ONLINE ONLY: Cleaning CEO Talks EVS Successes And Best Practices
The following is the second installment of a three-part series CleanLink.com created based on a question and answer interview held with Laurie Sewell, CEO of Servicon Systems. Part three will go live on June 3. To read part one, click here.
CleanLink: Have you recommended any cleaning processes in hospitals that are different from what was being done before COVID?
Sewell: The main difference in our recommendations to healthcare centers, based on what we learned during COVID, is that facilities should be cleaned and disinfected in a way that was previously reserved for operation rooms. This is, of course, to stop or slow the passing of disease. Healthcare centers' environmental services (EVS) staff should be using the best chemistry, such as hypochlorous acid, which is known to kill C.diff and C. Auris.
We also see an increased need for EVS workers to be perceived as an expert and caring when cleaning facilities, as they are visible representations of the healthcare center. Do they all have the right PPE? The right gear? The right process?
Lastly, on a technical note, there should be hands-free and touch-free systems wherever possible, plus all furniture and fabrics that can’t be cleaned ought to be removed and replaced.
Having patients feel comfortable is no longer about a pretty waiting room or elevator, it’s about a clean and disinfected waiting room, elevator and cafeteria.
CleanLink: What sets Servicon apart from other EVS partners like Sodexo?

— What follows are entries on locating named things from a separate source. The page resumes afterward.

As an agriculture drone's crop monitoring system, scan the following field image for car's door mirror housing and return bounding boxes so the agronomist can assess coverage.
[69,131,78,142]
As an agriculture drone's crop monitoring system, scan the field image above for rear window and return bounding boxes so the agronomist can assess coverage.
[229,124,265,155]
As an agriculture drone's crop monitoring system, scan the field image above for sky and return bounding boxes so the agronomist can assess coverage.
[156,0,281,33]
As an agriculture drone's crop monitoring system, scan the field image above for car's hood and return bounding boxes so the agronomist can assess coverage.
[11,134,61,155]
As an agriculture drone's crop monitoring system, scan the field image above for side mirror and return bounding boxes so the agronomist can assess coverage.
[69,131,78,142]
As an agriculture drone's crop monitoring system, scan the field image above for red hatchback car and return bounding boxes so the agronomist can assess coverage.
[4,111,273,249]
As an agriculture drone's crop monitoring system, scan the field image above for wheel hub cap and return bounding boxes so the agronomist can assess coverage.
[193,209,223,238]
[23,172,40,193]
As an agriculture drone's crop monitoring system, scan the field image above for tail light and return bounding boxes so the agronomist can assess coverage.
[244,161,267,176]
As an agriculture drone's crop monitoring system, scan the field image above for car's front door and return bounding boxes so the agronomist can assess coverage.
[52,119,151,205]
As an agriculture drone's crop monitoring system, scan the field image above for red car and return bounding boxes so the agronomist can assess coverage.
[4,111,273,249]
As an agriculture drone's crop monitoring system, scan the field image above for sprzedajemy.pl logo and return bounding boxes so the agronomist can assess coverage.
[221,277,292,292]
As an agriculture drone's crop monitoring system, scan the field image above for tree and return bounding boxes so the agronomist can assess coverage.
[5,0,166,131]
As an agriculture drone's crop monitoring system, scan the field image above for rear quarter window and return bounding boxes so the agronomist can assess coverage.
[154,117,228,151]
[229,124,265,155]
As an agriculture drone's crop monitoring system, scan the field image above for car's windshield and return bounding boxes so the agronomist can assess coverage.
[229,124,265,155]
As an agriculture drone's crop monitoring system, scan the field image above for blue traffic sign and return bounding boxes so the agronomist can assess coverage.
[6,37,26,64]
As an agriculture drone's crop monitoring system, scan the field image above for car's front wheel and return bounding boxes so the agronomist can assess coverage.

What can other small businesses learn from Servicon in the maintenance industry?
Sewell: Firstly, Sodexo and our competitors are great, but they are giants in the industry and more generalized. We aren’t a goliath, we are smaller, specialized and local, but this allows us to get to know our partners, respond with agility to changes, and customize our approach to each client’s needs.
Secondly, we take special pride in how we train and develop our EVS staff, knowing that this empowers them to be leaders who make wise decisions in the moment on site.
While the sanitation and maintenance industry can suffer turnover and a somewhat unsexy reputation, we are gratified by the satisfaction and retention of our employees.
We are also committed to shifting public perception about the jan/san industry. For example, when we had a group of young students visit our headquarters in Culver City, California, I asked them, “Based on what you see, what do you think we do here?” They answered with things like: “I think you’re a startup,” or that we are a science or technology company. This was awesome to hear.
I am proud that Servicon has a LEED-certified building and that I got to help create an award-winning learning facility on site. Things do look a little high-tech around here.
Thanks to our smaller size, we can choose to be a sustainable business, invest in [learning and development] and get to know our team personally. This leads to building long-lasting relationships all around and providing the nimble service our customers were so grateful for during [the COVID-19 pandemic.]
One more thing: We grew during the pandemic. In 2020, we hired 600 people while so many other companies were furloughing. We were able to because we are privately owned, agile, and can do what the big three cannot since we aren’t beholden to shareholders. We are beholden to our clients. This is not to toot our own horn, but to show the resilience and power of smaller businesses. We know that we won't keep a partner if we don’t treat them well while delivering above and beyond on results and efficiency.
This is huge! When our competitors lost revenue due to COVID-19 they had to make-up losses, so many of them billed more to do this; adding a surcharge on their services when hospitals needed their support the most. But we have in-house council, processes and procedures, that meet requirements while allowing our ship to turn swiftly.
CleanLink: How important is the relationship between EVS and nursing staff?
Sewell: This is critical. Nursing staff is one of the most important departments to connect with in order to get throughput right.
For accurate timing, there must be trust between EVS and nursing staff. They work together to serve and support the patient. They are partners … either they flow and collaborate or they collide. We have great admiration for nurse’s job and role in health care.
EVS’s job is to make the nurse’s life is easier and safer.
CleanLink: Is there any difference between EVS work pre- and post-COVID?
Sewell: Yes. Pre-COVID, EVS workers were overlooked. Post-COVID, the role of the EVS staff has been elevated in public perception as light has been shone on the value of patient interaction and the quality of those connections while outside visitors have been restricted.
Today, EVS workers are getting more questions and feeling public curiosity as people want to feel safe and protected. Servicon employees are being made leaders and ambassadors for health.
The bad news is that COVID came and the effects of the pandemic have been devastating. The good news is that we learned to do what we do even better than we did before and in non-patient areas — I hope we will never go back.